Let's assume you want a market salary -- you can still know your market and
know your worth but let them name a number first.

The assumption is generally if an employer names a number first it's going to
be on the low end of their scale. Therefore, there is room up to negotiate to
get to your actual value.

Suppose hypothetically you know your worth to be $120K. You don't say
anything, and the employer comes out with $100K. You can negotiate for that
other $20K since you know what your worth is. If money isn't a factor
("extremely flexible about pay") or if they really can't pay you that much,
you can negotiate on secondary benefits like vacation time, reimbursements,
and travel/training budgets. Would you take $110K and $15K of benefits instead
of a $120K salary and $2K of benefits? Some people might.

Suppose you did say $120K, they can still try to price you down by price
anchoring you to their initial offer of $100K. They'll go into the benefits,
the intangibles, and the value of their benefits relative to the compensation
-- how the "catered daily lunch" is actually like $X of salary for example.
Maybe you go back and forth on negotiations and end somewhere around the first
scenario.

Another way this could go is you state your salary, and their lowest offer was
above yours. While it could be attributed to not knowing the market or valuing
yourselves, it could be because you don't know their salary bands. This
company either really wants you or just plain pays more than "market". If
they're thinking $130K and you say $120K, you'll lose out on $10K/year.

------
jasonkester
Keep in mind that price anchoring works both ways. That's the reason why this
question is usually phrased as "how much did you make at your last job?",
which can only be used to anchor you to a low figure (or convince you to tell
a lie).

Naturally, defer salary negotiation until after they've decided they're going
to hire you. But then don't feel like you absolutely can't give a number. If
you do, give a nice high one.

"I expect my total compensation to be in the neighborhood of $250,000 a year."

Now you've framed the discussion in terms of why maybe you're not worth quite
that much, why the market rate for the position doesn't warrant paying that
much, and why the company doesn't really have that sort of budget for an
engineer. That's a much nicer conversation to be having than the one where
you're trying to explain why $70,000 isn't really the sort of bump you were
expecting from the $65,000 you were making at that entry level job your first
few years out of school.

------
gitspirit
There is no universal answer, I usually take one of these routes:

* If time permits and this position is not on my 'do whatever it takes list' then I go bold and ask for more. If they accept - good, if not - not a problem. It worked for me quite well, and I managed to go above even the upper level of the official salary range.

* If I'm interested in the company then I don't ask myself and try to make them move first. A big advantage if there are other companies who are interested in you at the same time. Then just tell the upper figure in the job advert or try to find out how much the company is paying for similar positions.
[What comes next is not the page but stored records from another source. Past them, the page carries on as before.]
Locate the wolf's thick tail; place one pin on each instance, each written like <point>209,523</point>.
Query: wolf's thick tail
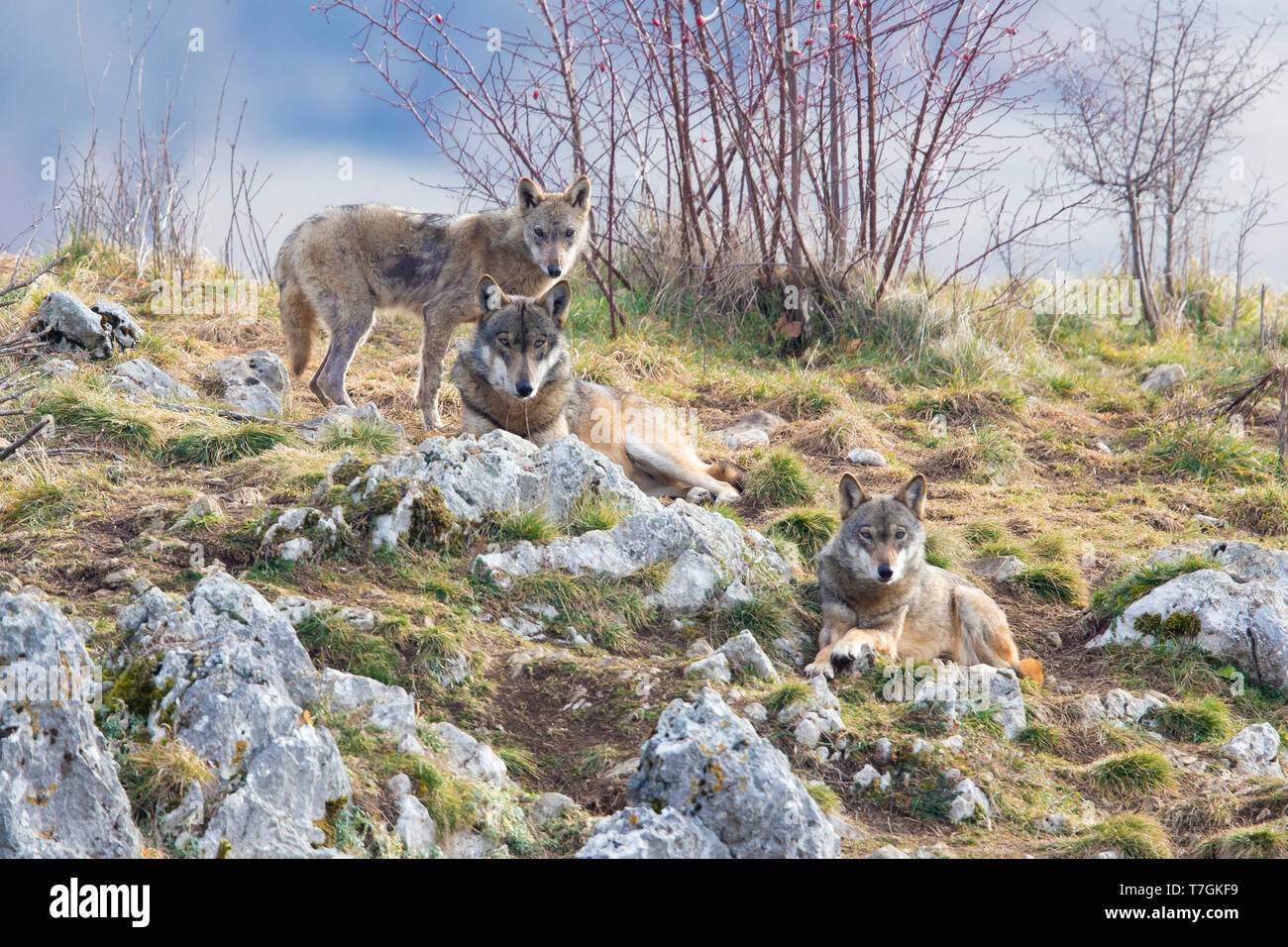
<point>299,325</point>
<point>1030,668</point>
<point>728,472</point>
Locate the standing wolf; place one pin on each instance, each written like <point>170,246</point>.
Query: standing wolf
<point>877,589</point>
<point>516,373</point>
<point>342,264</point>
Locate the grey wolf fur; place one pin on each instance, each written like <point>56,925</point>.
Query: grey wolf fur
<point>516,373</point>
<point>336,268</point>
<point>877,589</point>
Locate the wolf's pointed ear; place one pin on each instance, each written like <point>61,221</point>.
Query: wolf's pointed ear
<point>579,195</point>
<point>489,295</point>
<point>557,302</point>
<point>529,193</point>
<point>851,495</point>
<point>913,495</point>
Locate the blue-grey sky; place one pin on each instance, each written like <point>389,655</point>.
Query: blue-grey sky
<point>308,108</point>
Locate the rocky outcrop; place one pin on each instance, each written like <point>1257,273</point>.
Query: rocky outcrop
<point>254,384</point>
<point>72,326</point>
<point>60,793</point>
<point>231,684</point>
<point>707,552</point>
<point>642,832</point>
<point>707,764</point>
<point>1236,611</point>
<point>141,379</point>
<point>447,483</point>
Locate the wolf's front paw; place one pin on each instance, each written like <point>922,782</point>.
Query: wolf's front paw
<point>819,667</point>
<point>850,655</point>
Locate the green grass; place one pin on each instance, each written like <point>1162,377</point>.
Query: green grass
<point>1133,774</point>
<point>1051,581</point>
<point>996,455</point>
<point>824,796</point>
<point>1260,841</point>
<point>1137,579</point>
<point>1201,720</point>
<point>217,445</point>
<point>362,436</point>
<point>1133,835</point>
<point>807,528</point>
<point>1039,737</point>
<point>335,643</point>
<point>515,527</point>
<point>595,512</point>
<point>1203,451</point>
<point>48,499</point>
<point>778,479</point>
<point>787,694</point>
<point>89,408</point>
<point>1262,510</point>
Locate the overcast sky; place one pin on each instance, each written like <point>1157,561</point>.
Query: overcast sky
<point>308,107</point>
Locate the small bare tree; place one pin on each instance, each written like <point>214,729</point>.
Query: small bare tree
<point>1142,114</point>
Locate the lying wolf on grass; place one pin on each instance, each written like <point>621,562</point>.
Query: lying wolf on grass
<point>516,373</point>
<point>877,589</point>
<point>342,264</point>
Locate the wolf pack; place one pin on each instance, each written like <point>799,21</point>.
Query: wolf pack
<point>506,270</point>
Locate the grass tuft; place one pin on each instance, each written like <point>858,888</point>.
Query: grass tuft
<point>807,528</point>
<point>1133,774</point>
<point>778,479</point>
<point>1133,835</point>
<point>1201,720</point>
<point>213,445</point>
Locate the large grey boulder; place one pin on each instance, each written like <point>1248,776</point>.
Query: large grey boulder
<point>642,832</point>
<point>235,681</point>
<point>958,690</point>
<point>254,384</point>
<point>707,763</point>
<point>498,474</point>
<point>450,482</point>
<point>1253,750</point>
<point>1236,611</point>
<point>140,377</point>
<point>1163,377</point>
<point>386,707</point>
<point>342,418</point>
<point>72,326</point>
<point>750,431</point>
<point>707,552</point>
<point>60,793</point>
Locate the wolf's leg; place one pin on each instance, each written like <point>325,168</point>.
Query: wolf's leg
<point>439,324</point>
<point>678,463</point>
<point>349,328</point>
<point>836,618</point>
<point>850,646</point>
<point>983,634</point>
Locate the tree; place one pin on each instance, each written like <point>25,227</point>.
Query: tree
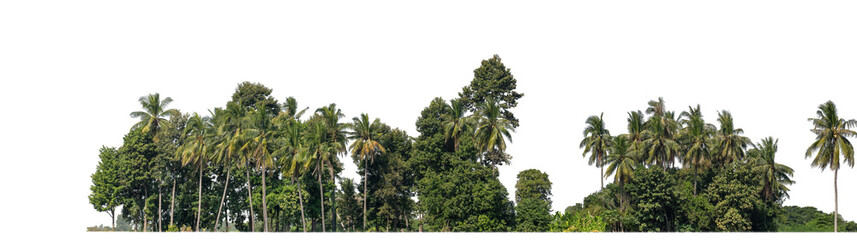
<point>775,176</point>
<point>491,133</point>
<point>154,115</point>
<point>197,151</point>
<point>731,144</point>
<point>105,180</point>
<point>336,139</point>
<point>457,122</point>
<point>365,147</point>
<point>492,80</point>
<point>621,162</point>
<point>695,138</point>
<point>596,141</point>
<point>532,196</point>
<point>830,144</point>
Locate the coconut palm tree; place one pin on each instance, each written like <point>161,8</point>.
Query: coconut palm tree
<point>695,138</point>
<point>620,160</point>
<point>336,138</point>
<point>291,156</point>
<point>457,122</point>
<point>596,142</point>
<point>775,176</point>
<point>492,131</point>
<point>731,144</point>
<point>831,142</point>
<point>260,148</point>
<point>365,146</point>
<point>197,151</point>
<point>154,114</point>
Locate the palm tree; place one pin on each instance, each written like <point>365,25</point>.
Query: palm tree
<point>336,138</point>
<point>365,146</point>
<point>492,130</point>
<point>153,118</point>
<point>695,138</point>
<point>596,141</point>
<point>197,151</point>
<point>457,123</point>
<point>621,161</point>
<point>775,176</point>
<point>731,145</point>
<point>259,149</point>
<point>831,141</point>
<point>637,134</point>
<point>291,157</point>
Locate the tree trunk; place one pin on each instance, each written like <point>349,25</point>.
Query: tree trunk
<point>173,201</point>
<point>365,190</point>
<point>199,198</point>
<point>600,164</point>
<point>321,193</point>
<point>264,203</point>
<point>250,197</point>
<point>333,199</point>
<point>160,226</point>
<point>225,186</point>
<point>835,202</point>
<point>301,198</point>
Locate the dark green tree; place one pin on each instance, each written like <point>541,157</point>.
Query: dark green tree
<point>492,80</point>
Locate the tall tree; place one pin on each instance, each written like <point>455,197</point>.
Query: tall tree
<point>154,114</point>
<point>197,151</point>
<point>731,144</point>
<point>336,140</point>
<point>457,123</point>
<point>492,80</point>
<point>831,142</point>
<point>105,184</point>
<point>596,141</point>
<point>492,131</point>
<point>695,138</point>
<point>775,176</point>
<point>365,146</point>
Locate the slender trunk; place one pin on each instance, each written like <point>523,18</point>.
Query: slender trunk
<point>321,193</point>
<point>600,164</point>
<point>301,198</point>
<point>365,190</point>
<point>173,201</point>
<point>199,198</point>
<point>333,199</point>
<point>250,197</point>
<point>160,227</point>
<point>264,202</point>
<point>225,186</point>
<point>835,202</point>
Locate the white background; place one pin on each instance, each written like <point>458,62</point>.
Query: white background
<point>72,72</point>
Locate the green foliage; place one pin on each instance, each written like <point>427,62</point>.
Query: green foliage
<point>492,80</point>
<point>581,221</point>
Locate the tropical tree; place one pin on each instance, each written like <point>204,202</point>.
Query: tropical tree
<point>695,138</point>
<point>336,140</point>
<point>830,144</point>
<point>365,146</point>
<point>775,176</point>
<point>154,114</point>
<point>197,151</point>
<point>731,144</point>
<point>457,123</point>
<point>596,142</point>
<point>260,148</point>
<point>620,161</point>
<point>492,130</point>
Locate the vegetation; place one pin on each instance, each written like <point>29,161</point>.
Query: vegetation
<point>258,164</point>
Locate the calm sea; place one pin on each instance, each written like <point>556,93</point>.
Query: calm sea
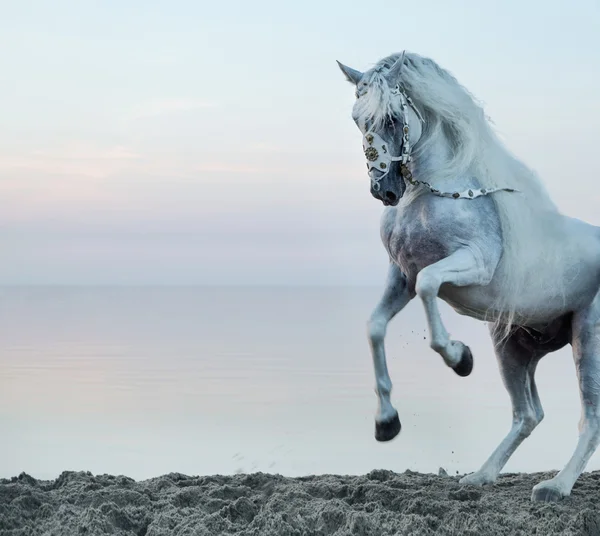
<point>145,381</point>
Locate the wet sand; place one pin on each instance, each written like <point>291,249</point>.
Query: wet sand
<point>380,503</point>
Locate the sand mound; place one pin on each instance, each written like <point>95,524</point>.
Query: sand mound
<point>380,503</point>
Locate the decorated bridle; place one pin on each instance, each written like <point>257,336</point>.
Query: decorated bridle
<point>379,158</point>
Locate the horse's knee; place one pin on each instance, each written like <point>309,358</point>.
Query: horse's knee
<point>528,422</point>
<point>376,329</point>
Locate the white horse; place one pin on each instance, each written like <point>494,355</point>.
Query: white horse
<point>469,223</point>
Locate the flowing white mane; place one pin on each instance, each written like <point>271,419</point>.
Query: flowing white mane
<point>456,123</point>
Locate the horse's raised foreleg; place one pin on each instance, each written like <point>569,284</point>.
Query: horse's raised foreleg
<point>459,269</point>
<point>586,352</point>
<point>394,299</point>
<point>517,368</point>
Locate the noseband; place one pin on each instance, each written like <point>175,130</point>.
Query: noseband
<point>379,158</point>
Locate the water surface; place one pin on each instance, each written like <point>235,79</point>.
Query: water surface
<point>144,381</point>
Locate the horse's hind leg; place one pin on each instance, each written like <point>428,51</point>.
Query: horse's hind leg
<point>459,269</point>
<point>394,299</point>
<point>517,368</point>
<point>586,352</point>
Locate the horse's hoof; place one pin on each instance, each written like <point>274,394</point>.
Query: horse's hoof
<point>542,493</point>
<point>465,365</point>
<point>387,430</point>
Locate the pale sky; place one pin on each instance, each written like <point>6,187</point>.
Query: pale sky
<point>196,142</point>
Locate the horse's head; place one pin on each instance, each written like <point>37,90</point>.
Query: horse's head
<point>391,126</point>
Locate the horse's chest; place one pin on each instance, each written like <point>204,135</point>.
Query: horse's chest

Hope they offer you the most they can, and then just accept.

------
loumf
You can leave it blank in an application. In an interview, just say you are
looking for the right fit and you are sure we will be able to come to an
agreement if we want to work together.

The best case is that they just don't want to waste time by interviewing
people that are way out of their price range. If you think that may be the
case (you are way more expensive than they were thinking) then maybe signal a
price so you can save time.

------
amirouche
What I think I can get while still being fair.